In the run-up to the recent agreement on phase I of Brexit, there was mixed news on the extent to which jobs in the City of London would be relocated to other European hubs, primarily Frankfurt. On one hand, we discussed the meeting between US Commerce Secretary, Wilbur Ross, and executives of JPM, Goldman, HSBC and other banks at Wilton’s restaurant during his trip to London in early November. The banks warned that they were close to a “point of no return” on moving jobs.
A group of large financial institutions with big London operations, led by Wall Street’s pre-eminent banks, have told the US commerce secretary that Britain’s unstable government and slow progress in Brexit planning may force them to start moving thousands of jobs out of City in the near future. The warnings came on Friday during a closed-door meeting between executives from the banks, which included JPMorgan Chase, Goldman Sachs and HSBC, and Wilbur Ross during the US commerce secretary’s visit to London, according to people briefed on the discussions.
A week earlier, we reported the head of Swiss bank, UBS, saying that the possibility that a fifth of its 5,000-strong UK workforce would be shifted was now unlikely to materialise following some “regulatory and political clarification about what we need to do”.
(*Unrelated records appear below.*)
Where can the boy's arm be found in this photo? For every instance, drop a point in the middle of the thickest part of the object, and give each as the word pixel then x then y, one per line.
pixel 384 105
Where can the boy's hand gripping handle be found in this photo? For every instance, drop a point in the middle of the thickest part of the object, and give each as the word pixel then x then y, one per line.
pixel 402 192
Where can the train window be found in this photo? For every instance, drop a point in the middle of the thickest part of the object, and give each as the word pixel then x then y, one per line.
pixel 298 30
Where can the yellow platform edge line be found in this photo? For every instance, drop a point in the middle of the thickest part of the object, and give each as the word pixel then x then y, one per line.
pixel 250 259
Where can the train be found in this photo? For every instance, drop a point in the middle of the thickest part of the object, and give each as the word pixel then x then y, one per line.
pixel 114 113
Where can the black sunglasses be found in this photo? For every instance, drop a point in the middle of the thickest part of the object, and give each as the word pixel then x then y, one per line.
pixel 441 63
We can now, thanks to a survey by the Financial Times, get a better idea of the likely London exodus by March 2019 after the newspaper reviewed public statements by fifteen of the UK’s biggest financial institutions and conducted interviews with more than a dozen executives about Brexit plans. According to the newspaper, the number is…
The UK’s biggest international banks are set to move fewer than 4,600 jobs from London in preparation for Brexit — just 6 per cent of their total workforce in the financial centre — according to Financial Times research.
The FT analysis contrasts with consultants’ original claims that tens of thousands of jobs could move from London after Brexit — including an EY study this week that claimed 10,500 could leave on “day one”.
Some bankers say the lower estimates emerged as they thought through how many jobs and operations would need to move to the EU if the UK loses access to the bloc’s single market. “Every city wants thousands of people, but what are they going to do?” said one senior executive at a large US institution, adding that the thousands of people sitting in his London office “cover clients” who will mostly be remaining in the UK.
Two banks in particular, Deutsche Bank (not surprisingly) and JPMorgan Chase, had stated that several thousand jobs could move, although the FT estimates that the number is likely to be only several hundred. It’s the same with Goldman, despite Lloyds Blankfein’s famous tweet about spending “a lot more time” in Frankfurt.
In the case of Deutsche Bank, where Sylvie Matherat, head of regulation, publicly said up to 4,000 jobs could move, the FT estimates that just 350 jobs may leave by April 2019. The figure amounts to 5 per cent of Deutsche’s London headcount, a proportion broadly in line with other big banks. At JPMorgan, where chief executive Jamie Dimon warned before the Brexit vote of up to 4,000 London job losses, the number leaving before April 2019 is set to be closer to 700. Goldman Sachs, which has taken a new office in Frankfurt that could accommodate 1,000 people, expects to move fewer than 500 from London. HSBC is still planning to move “up to 1000 people”, although its chief financial officer recently said the figure could fall.
So the initial London exodus by March 2019 will be fairly modest and the banks have the prized transition period of two years. However, some banks are leaving the door open for further relocations in the aftermath of Brexit. According to Rob Rooney, CEO of Morgan Stanley International the real Brexit story will only be apparent “three to five years out”. As the FT explains.
Several banks say they are planning to move relatively few people in the immediate aftermath of Brexit because it will take time for their EU operations to build up. They expect to have very small balance sheets when the EU entities begin handling client business on April 1, 2019, and to be able to run some of the risk and support functions for those small EU entities from London.
Next year, banks are likely to begin “repapering” some clients to their new EU entities. The FT noted that one bank EMEA CEO said that he expected the ECB to push for more “market risk to be run onshore”.
However, a key question will be, where do the clients want to do business? We could be wrong, but our guess is that the majority will opt for the status quo if at all possible. The EU has already inflicted the nightmare of MiFID II on them.